All book lovers have a favorite bookstore, and most bookstores have a great story. Like the time at St. Paul’s Common Good Books when a flash mob of accordionists showed up and started performing. Or the time at New York City’s Gotham Book Mart when a clerk almost walked off with E.E. Cummings’ hat. Or the time at Books & Books in south Florida when the bookseller “said these seven magic words: ‘Paul McCartney needs your help in fiction.’ ”

“Footnotes From the World’s Greatest Bookstores” is a beautiful book, an illustrated collection of anecdotes from 75 bookstores across the world. Most of the featured stores are still around, but a few have closed, including at least one (Moby Dickens Bookshop in Taos, N.M.) that died even as the book was being written.

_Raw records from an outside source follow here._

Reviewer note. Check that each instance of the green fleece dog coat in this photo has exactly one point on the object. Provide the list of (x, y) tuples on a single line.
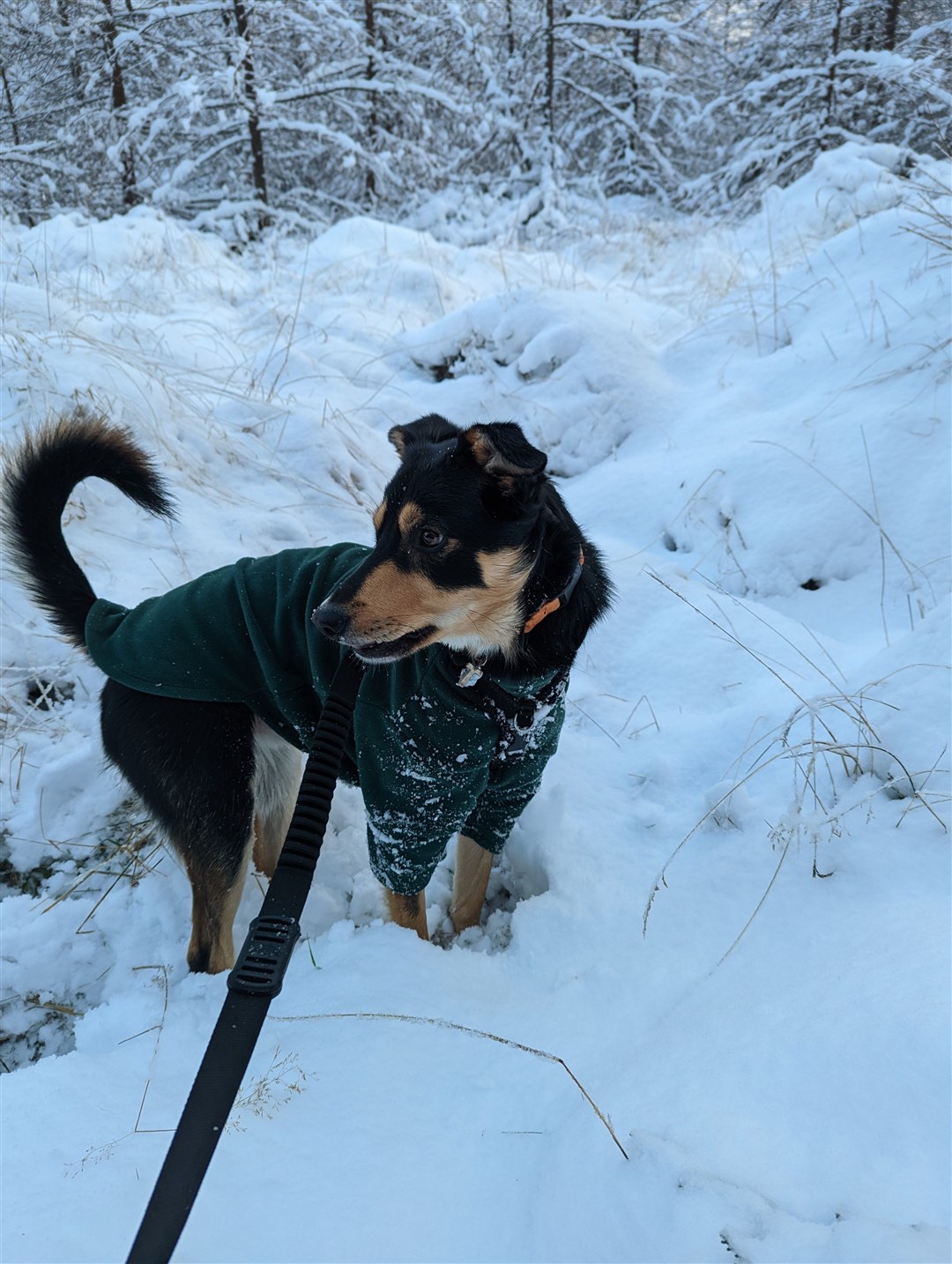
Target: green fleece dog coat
[(427, 754)]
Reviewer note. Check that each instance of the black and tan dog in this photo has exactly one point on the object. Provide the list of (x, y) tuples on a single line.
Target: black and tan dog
[(471, 608)]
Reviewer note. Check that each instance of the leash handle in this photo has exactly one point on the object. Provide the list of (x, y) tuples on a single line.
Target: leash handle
[(255, 981)]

The heart of the book is Bob Eckstein’s paintings, which are flat-out lovely, especially the ones that depict glowing storefronts in the evening. Each manages to capture the spirit and personality of the store.

Everything about this book seems to have been done with love. It is ­beautifully designed, with a hard cover that doubles as a gift box. Garrison Keillor’s introduction is funny and grumpy-old-man-ish (“The little independent bookstore is dying out, they say. Too bad. Someday mine will too.”), but it is also poignant and just the right side of sentimental.

This might be a perfect book for holiday giving. But you might want to buy two copies, and keep one for yourself.


Laurie Hertzel is the Star Tribune’s senior editor for books.

Footnotes From the World's Greatest Bookstores
By: Bob Eckstein; foreword by Garrison Keillor.
Publisher: Clarkson Potter, 176 pages, $22.